Less than 25% of HFrEF patients receive recommended drug doses

Despite guidelines and quality improvement efforts, many people with heart failure with reduced ejection fraction (HFrEF) aren’t prescribed the recommended medications. And among those who are, fewer than one-fourth receive optimal doses, according to a registry analysis of ambulatory patients.

“Despite proven benefits and strong guideline recommendations, medication use and dosing in routine clinical practice have traditionally fallen short of levels achieved in clinical trials,” wrote lead author Stephen J. Greene, MD, with Duke Clinical Research Institute, and colleagues in the Journal of the American College of Cardiology. “As rates of mortality and morbidity for the general HFrEF population remain high, improving real-world use of proven medications remains a critically important quality improvement initiative.”

The authors studied 3,518 patients with stable, chronic heart failure from 150 primary care and cardiology practices as part of the CHAMP-HF registry. Patients were 66 years old on average and 71 percent male, and their mean ejection fraction was 29 percent.

Greene et al. evaluated prescription rates and dosing amounts for the following medications: angiotensin-converting enzyme inhibitor (ACEI)/angiotensin II receptor blocker (ARB), angiotensin receptor neprilysin inhibitor (ARNI), beta-blocker and mineralocorticoid receptor antagonist (MRA). Notably, most patients had no documented contraindication to the medications, with the highest rate being 1.8 percent for ACEI/ARB/ARNI.
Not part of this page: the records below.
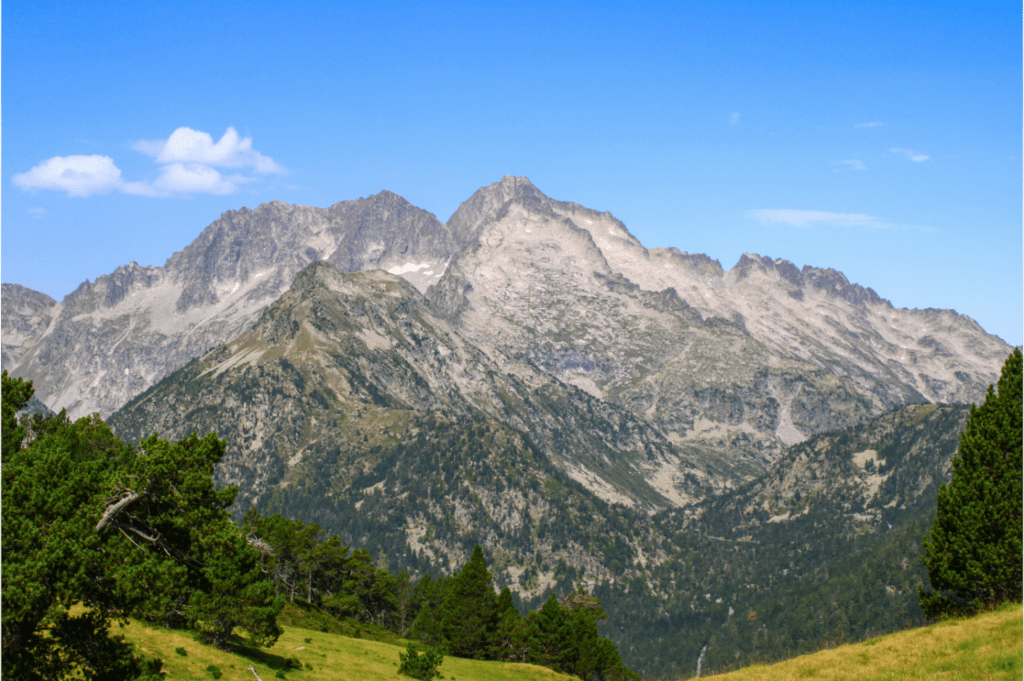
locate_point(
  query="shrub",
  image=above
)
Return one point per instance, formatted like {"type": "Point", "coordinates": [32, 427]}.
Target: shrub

The researchers made the following conclusions:

  • Only 1 percent of patients received guideline-recommended doses of all classes of medications.
  • Among eligible patients, 27 percent weren’t prescribed ACEI/ARB/ARNI, 33 percent weren’t prescribed a beta-blocker and 67 percent weren’t on MRA therapy.
  • For patients taking the medications, guideline-recommended doses were rare for ACEI/ARB (17 percent), ARNI (14 percent) and beta-blockers (28 percent), but 77 percent for MRA.
  • In general, older patients and those with lower blood pressure, worse functional status and more recent heart failure hospitalizations were less likely to receive guideline-directed medical therapy (GDMT).

“These findings are compatible with the previously described ‘risk-treatment paradox,’ where HF patients with greatest need are less likely to receive appropriate therapy,” Greene et al. wrote.

“It is conceivable that GDMT underuse and underdosing in higher risk patients may be driven by disproportionate emphasis among providers on potential patient destabilization with medication changes rather than clinical benefits of therapy. Although clinical judgment remains paramount, randomized evidence supports the relative safety of higher doses of GDMT as compared with lower doses.”

The researchers acknowledged there was no way to determine whether underdosing was an oversight or whether previous titration to target levels had been attempted but not well tolerated by the patient. Also, contraindications to medications may have existed without documentation.

In an accompanying editorial, two cardiologists said the study is a lesson in clinical inertia. The low adherence to target doses among HFrEF patients was remarkably similar to another registry analysis (IMPROVE HF) published in 2010.

“Just as matter will remain at rest or continue in uniform motion in the same straight line unless acted upon by some external force, the morbidity and mortality associated with HFrEF will not improve unless patients are optimized by GDMT,” wrote John L. Jefferies, MD, MPH, and Nasrien E. Ibrahim, MD.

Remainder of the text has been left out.